Nigeria needs help if it is to crush Boko Haram

When Nigeria's Islamist terror was confined to its northern states, politically correct Western opinion was able to get away with spinning the violence as six of one and half a dozen of the other.

An outrage in Jos, for example, would be put down to 'religious tensions' between the Muslim and Christian communities. It was almost as if elements in the Western media were desperate for stories of Christians behaving badly.

But the politically correct spin is now becoming increasingly untenable following Islamist terror group Boko Haram's Christmas Day attack on St Theresa's Roman Catholic Church in central Nigeria, close to the federal capital, Abuja. It is now becoming clear that the group is moving its terror south.

And the closer the group takes its terror to Lagos, the more open US and UK opinion becomes to the view Nigeria's Christian president Dr Goodluck Jonathan is keen to promote that Boko Haram represents a threat to Western interests.

Dr Jonathan faces massive internal political hurdles in his stated aim to 'crush Boko Haram'. He needs Western help, particularly from US and UK intelligence agencies. The State of Emergency he announced on New Year's Eve, including the closure of Nigeria's borders with Niger, Cameroon and Chad, is welcomed by the Christian community but Christians know that the long-term security of the nation they love depends on co-ordinated and united action by the various arms of government.

Meanwhile, Nigeria's churches remain in the frontline of the battle between the Judaeo-Christian values underpinning Western civilisation and the forces of medieval barbarism wanting to impose Sharia Law.

In a move to foil further attacks on their worshippers over the New Year celebration, churches changed the times of their watchnight services on New Year's Eve and both federal and individual state security services stepped up their presence. On New Year's Day and Eve I attended services at Luke's Cathedral Church in Jos, where I am visiting the Anglican diocese.
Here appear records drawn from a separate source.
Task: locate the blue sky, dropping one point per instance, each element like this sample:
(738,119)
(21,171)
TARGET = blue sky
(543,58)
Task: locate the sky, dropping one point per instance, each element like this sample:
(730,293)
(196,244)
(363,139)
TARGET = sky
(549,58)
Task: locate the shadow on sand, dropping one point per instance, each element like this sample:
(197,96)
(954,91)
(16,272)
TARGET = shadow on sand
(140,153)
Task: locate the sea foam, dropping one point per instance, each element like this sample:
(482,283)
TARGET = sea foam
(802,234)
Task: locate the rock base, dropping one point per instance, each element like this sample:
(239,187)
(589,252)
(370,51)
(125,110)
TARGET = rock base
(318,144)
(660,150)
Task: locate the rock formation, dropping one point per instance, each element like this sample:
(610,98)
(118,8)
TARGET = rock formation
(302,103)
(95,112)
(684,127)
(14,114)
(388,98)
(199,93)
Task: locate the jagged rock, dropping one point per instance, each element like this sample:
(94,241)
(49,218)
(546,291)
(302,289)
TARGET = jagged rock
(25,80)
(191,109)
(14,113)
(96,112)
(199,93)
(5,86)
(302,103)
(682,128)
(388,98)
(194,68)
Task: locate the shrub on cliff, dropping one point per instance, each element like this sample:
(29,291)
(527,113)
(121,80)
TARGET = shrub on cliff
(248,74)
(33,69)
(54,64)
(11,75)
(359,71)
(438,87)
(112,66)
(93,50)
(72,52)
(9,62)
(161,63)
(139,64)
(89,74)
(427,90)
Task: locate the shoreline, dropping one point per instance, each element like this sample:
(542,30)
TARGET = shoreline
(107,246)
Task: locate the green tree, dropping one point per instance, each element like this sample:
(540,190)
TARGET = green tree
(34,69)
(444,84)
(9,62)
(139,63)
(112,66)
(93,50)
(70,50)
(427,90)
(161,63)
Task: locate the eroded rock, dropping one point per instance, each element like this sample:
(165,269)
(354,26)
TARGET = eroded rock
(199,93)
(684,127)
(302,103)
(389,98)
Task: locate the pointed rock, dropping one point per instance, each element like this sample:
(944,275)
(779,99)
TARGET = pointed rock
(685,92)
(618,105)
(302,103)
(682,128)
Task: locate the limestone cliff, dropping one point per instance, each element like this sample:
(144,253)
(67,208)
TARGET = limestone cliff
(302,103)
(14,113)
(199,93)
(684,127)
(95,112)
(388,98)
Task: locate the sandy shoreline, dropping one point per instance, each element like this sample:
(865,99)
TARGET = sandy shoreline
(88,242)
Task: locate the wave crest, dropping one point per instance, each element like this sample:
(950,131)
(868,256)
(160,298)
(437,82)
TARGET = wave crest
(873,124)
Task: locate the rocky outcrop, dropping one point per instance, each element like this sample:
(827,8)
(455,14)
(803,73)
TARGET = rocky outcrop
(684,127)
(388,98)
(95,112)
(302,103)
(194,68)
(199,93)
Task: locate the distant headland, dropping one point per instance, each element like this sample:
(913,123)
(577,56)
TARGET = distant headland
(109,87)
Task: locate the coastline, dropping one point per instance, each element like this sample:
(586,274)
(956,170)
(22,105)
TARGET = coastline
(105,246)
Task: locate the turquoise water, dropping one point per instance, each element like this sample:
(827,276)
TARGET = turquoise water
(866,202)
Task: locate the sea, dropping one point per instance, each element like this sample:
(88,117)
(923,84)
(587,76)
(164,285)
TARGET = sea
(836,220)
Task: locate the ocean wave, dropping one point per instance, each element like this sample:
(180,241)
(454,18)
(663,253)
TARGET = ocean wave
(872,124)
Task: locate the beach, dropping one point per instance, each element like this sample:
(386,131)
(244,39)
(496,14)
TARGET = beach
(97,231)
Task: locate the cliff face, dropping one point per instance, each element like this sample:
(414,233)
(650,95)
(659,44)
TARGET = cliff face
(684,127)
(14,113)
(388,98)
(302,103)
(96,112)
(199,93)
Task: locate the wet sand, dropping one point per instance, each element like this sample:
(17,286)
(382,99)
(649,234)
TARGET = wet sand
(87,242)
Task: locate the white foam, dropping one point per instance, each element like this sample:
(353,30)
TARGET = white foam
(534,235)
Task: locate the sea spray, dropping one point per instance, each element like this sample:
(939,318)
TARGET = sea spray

The services were wonderfully joyful but the tension over the security situation was palpable following Boko Haram's attack on the Mountain of Fire and Miracles Church in the city on Christmas Day. One could not help watching the door. Leading the New Year's Day service, Jos Archbishop Dr Ben Kwashi was characteristically positive.

“2012 - look unto Jesus Saviour. Do not look unto man, look up to Him,” he declared.

Thankfully, there were no attacks on the Body of Christ here or elsewhere in Nigeria that day. But the reality is that Christian churches in the New Year are what they were on Christmas Day - soft targets.

Boko Haram would appear to be biding its time, waiting for the government's reaction to its Christmas Day atrocities to subside. Then it can be relied upon to resume its agenda of destabilising Dr Jonathan's administration and undermining the worship and witness for Christ of the Church in Nigeria.

Western politically correct opinion cannot conceive of this as a battle between good and evil. But that is what it is.

What political correctness fails to grasp is that the true spiritual and moral interest of the West is for Christianity to be strong both in its own countries and in those nations where the battle between the gospel of the Prince of Peace and militant Islam is at its most intense.